Almost anyone would agree with the goal of Portland, Ore., startup GreenPrint: end wasteful printing. But as The New York Times points out in a profile this weekend on the company, which makes software to reduce unnecessary pages in a printing cycle, working out the business model and technical hurdles to sell a product that supports this goal is difficult. After four years of development, GreenPrint’s consumer-facing free software is being actively used on a daily basis by only around 25,000 people. The Times says companies have been reluctant to buy the startup’s corporate version “until GreenPrint worked out a host of technical issues,” like the fact that when the software encountered big documents it really slowed down the printing process.
But in addition to technical issues bogging down the plan, the business model actually leaves a lot to be desired. GreenPrint offers a free downloadable consumer version, a premium $30 consumer product, and a version for corporations that costs $70 per user. Free downloads from a company’s web site are generally a very difficult way to bring in revenues. GreenPrint is trying to bring in revenue by selling ads on the free version, but I can’t picture too many advertisers lining up for that.
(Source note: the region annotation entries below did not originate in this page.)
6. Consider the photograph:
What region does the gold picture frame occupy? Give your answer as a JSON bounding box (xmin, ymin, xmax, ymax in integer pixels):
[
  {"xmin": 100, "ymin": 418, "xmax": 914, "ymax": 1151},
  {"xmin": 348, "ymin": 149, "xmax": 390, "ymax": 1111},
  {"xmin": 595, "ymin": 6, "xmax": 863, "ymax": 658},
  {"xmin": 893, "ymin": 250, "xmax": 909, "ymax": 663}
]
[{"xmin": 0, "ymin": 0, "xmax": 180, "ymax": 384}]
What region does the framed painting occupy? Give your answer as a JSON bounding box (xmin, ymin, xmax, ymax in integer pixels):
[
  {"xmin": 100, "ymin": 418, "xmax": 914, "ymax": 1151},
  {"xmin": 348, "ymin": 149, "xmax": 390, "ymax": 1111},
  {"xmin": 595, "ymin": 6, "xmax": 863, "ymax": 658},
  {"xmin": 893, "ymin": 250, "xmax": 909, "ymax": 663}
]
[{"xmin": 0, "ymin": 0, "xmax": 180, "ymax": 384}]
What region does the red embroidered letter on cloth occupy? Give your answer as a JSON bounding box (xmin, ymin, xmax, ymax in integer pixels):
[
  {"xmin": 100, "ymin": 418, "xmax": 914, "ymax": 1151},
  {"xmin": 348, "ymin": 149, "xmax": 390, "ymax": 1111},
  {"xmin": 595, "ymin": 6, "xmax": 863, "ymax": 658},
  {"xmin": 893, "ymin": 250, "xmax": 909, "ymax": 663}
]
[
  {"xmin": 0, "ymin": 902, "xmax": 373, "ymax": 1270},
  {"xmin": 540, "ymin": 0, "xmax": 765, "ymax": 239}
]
In addition, it can be hard to convince customers using something for free to upgrade to a $30 premium version.
So GreenPrint clearly needs corporate customers, and it’s launching 2.0 of its corporate version in a couple weeks in an effort to offer a faster, better product. But that’s also a tough sell in this economy. It costs $70 per employee computer user to license a software that reduces printing pages and reportedly saves only about $100 per year for a typical employee printing 10,000 pages at 6 cents a page. Unless the company has tens of thousands of employees and has had particular problems with excessive printing paper waste, the savings aren’t that compelling — it sounds easier just to make a rule that employees can only print a few select documents when needed.
Ultimately, the GreenPrint software seems like it should be a feature on a printer. So companies developing printing gear should actually be the ones watching this startup closely to see if the software starts to gain more traction. If customer use does pick up, printer makers should invest into adding this type of feature onto their own systems, though they could be slow to do it, as it’ll cut down on printer ink sales.
Perhaps ending up as a feature at a printing company is GreenPrint’s most hopeful scenario. In particular, a company trying to rebrand itself as a sustainable enterprise might be interested in acquiring GreenPrint. The purchase likely wouldn’t be too expensive (one of those “undisclosed amounts” deals). The perfect candidate: Xerox (s XRX). Xerox also is struggling to remake itself in a world that is moving from paper to digital, and it has a big enough balance sheet to do a potentially cheap experiment. The Times article says Xerox is using 150,000 copies of GreenPrint’s software as part of a marketing campaign for its solid-ink printers.